I'm very middle class (painfully so - I am a woolly liberal, with a desire to decorate which can only be described as "aspirational"), but my parents' difficult upbringings have been imprinted upon me and my sister. We were taught the importance of working hard to get what you wanted (*tucks lottery ticket away*) and doing the right thing for the good of everyone. The Tories, in the 80s and 90s, seemed to us the antithesis of that idea, with their elitist schools and casual racism.

And yet...It didn't get better. John Smith was our great hope and, when he passed away, you could hear the party members weep. Then New Labour came along. And those fuckers really broke our heart.

When New Labour won, I was ecstatic. Change was coming! Puppies and rainbows for everyone!
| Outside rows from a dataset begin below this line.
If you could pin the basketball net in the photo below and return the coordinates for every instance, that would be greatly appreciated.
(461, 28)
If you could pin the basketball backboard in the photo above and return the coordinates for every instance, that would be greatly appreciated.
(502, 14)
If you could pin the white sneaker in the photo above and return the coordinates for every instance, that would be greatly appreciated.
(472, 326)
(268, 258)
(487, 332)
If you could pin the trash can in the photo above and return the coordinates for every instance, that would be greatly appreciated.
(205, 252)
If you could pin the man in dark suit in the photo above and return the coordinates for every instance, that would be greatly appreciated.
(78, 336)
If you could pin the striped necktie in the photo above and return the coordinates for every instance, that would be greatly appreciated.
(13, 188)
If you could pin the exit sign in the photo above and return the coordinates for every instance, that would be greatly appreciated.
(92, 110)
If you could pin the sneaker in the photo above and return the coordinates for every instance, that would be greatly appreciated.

To an extent, the country was a bit more hopeful for a while. Everything was going to be better. Decades of Tory rule were going to be overturned and, finally, we would have our day.

However, I started to get a little suspicious. I had studied the Russian Revolution which had led to Lenin and Stalin's rule. I was a little familiar with their methods of government and, when similar centralisation and control by spin doctors became more and more prevalent in the late 90s, I began to question my father about this. This did not seem like the Labour Party I had grown up with.
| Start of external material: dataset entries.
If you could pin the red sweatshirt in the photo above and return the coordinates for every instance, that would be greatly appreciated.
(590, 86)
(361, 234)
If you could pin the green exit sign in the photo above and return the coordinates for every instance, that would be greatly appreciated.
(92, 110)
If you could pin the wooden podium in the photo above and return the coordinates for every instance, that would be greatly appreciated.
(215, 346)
"The ends justify the means," he said. I hope this was his attempt to delay disappointment.

That was inevitable, though. How could it be any other way? Labour was meant to be the New Hope and that's a lot to live up to (see: criticisms of Obama's first 100 days). However, it was the Iraq War which broke the camel's back. 9/11 was an apocalyptic event for the world, not just in its immediacy but also in its horrific aftermath. This carte blanche for the USA to defend itself however it saw fit led to Guantanamo and a hundred other human rights abuses. We're only just recovering from footage of American soldiers almost gleefully shooting Iraqi citizens dead.

I argued a lot with my father about the war on terror. I was of the opinion Blair was Bush's poodle, on the verge of committing horrendous acts we could not justify. Dad clung on to his belief that Blair would not go as far as invading Iraq, that the Labour Party was a party of social responsibility. The invasion of Iraq saw my father, a member for decades, resign from the party. Bear in mind, this was an organisation which had promised him a better, fairer Britain, a vision he had believed in and helped to elect. Imagine how he must have felt to have had this betrayed by a man with a manic grin and a Jesus-complex.

Blair isn't the only one to blame: he didn't act alone and the whole party is tainted because of it (Brown included). So, why is my revulsion reserved only for the Conservatives? Why is my knee-jerk reaction to Cameron's voice to shout, "Oh shut up, you auton!", yet my attitude to Brown is somewhat more benevolent?

I suppose it's because the hatred was burned in too long ago to ever be effectively removed. The Tories will always be The Bad Guys.

Yet, Labour are no longer The Good Guys, either. They were supposed to change everything and perhaps we expected more than they could deliver, but they have let us down, woefully. My mother's retort of "at least they're better than the Conservatives!" just doesn't ring true these days.

The simple truth is, I just cannot hate Labour: in the same way that my beliefs about the Conservatives were cemented years before, so were my feelings about the Labour Party. I cannot hate a party which originally stood for equality and a better world for all.

The Conservatives' poster slogan of "We can't go on like this" sounds like a sentence uttered at the end of a dying relationship. It's really very accurate, in a way. We've been in a relationship with Labour for the last 13 years and things have been going steadily downhill for some time. We've tried to plaster over the cracks, but it's not working anymore. Now we're at the end, left with a feeling that it's all over and that it could have been so much more, that they could have been the party which did so much more. Maybe we'll pick over exactly what went wrong and when, but, in the end, all that's left is not love or hate but a sense of profound sadness and overwhelming disappointment.